Tristeza envejece pero no muere, cada tanto agoniza y recupera fuerza con el desprecio y la soledad. Cuando se mira en el espejo, a veces, aparece en un túnel la secuencia nefasta de su infancia. Iba a la escuela con vestidos oscuros y peinados horrendos, nada se podía hacer para iluminarla. Sus ojeras eran tan intensas que parecían cucos violetas y su pelo era rebelde y gritón adornando de manera patética su corta estatura.
Yo era amiga de Tristeza, nos sentábamos juntas en el colegio y nos gustaba leer el “billiken” a escondidas con una taza gigante de chocolatada. La plaza nunca era tan atractiva como aquellas novelitas con olor a viejo y papel amarillento. Sobre todo, porque compartíamos esa incapacidad para coordinar los pedales y la bici se convertía en un juego peligroso. O quizá sólo teníamos mucho miedo.

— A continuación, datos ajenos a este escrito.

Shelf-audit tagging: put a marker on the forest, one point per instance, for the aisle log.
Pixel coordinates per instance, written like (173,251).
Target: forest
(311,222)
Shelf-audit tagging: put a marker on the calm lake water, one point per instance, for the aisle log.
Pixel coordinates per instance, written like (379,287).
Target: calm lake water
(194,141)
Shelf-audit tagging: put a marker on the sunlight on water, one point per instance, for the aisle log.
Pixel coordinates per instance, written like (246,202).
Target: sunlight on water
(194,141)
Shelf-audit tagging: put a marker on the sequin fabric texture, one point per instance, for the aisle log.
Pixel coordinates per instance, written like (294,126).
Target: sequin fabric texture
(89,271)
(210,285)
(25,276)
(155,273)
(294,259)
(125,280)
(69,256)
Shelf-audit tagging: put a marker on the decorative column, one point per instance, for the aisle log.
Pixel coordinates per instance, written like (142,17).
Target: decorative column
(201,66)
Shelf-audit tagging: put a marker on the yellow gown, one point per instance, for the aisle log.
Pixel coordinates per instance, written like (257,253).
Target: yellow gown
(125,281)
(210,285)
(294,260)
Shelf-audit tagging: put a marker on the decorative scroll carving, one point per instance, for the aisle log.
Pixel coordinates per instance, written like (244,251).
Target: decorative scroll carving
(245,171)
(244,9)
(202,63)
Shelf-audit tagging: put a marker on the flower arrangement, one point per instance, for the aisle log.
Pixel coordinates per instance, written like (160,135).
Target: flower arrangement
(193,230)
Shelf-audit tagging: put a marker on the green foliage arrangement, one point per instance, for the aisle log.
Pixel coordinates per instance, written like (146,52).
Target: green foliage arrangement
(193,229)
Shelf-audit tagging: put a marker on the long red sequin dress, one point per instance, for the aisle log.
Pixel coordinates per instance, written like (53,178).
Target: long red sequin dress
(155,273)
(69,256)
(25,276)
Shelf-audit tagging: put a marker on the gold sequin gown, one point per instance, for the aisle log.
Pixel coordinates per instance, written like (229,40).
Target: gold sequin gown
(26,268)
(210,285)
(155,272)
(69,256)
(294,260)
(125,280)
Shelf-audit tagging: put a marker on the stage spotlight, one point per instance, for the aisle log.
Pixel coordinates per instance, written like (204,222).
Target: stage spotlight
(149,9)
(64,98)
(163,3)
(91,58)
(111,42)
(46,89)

Tristeza creció y nos distanciamos, nunca del todo, nuestra amistad parece superar los embates del tiempo y el destino. Y aunque no nos digamos nada, las dos sabemos lo que pasa. Ella está muy enferma, ya no merece sufrir en el recuerdo, merece desparecer (morir) dignamente junta a las bellas piezas que alguna vez escribió y se adelantó a enterrar como presagio de su destino. Pero es caprichosa y fuerte a la vez, resiste, resiste aún teniendo poca convicción de que valga la pena vivir entre penumbras y llanto. Resiste entre sus rulos rebeldes, sus ojeras intensas y sus piernas cortas, resiste sin saber por qué, resiste haciendo fuerza para tener sentido. Por qué las cosas qué ve se transforman según los espejos, y a veces no logro hacerla entender que hay espejos que es mejor romper. Qué la mala suerte no existe sino malos fabricantes de espejos.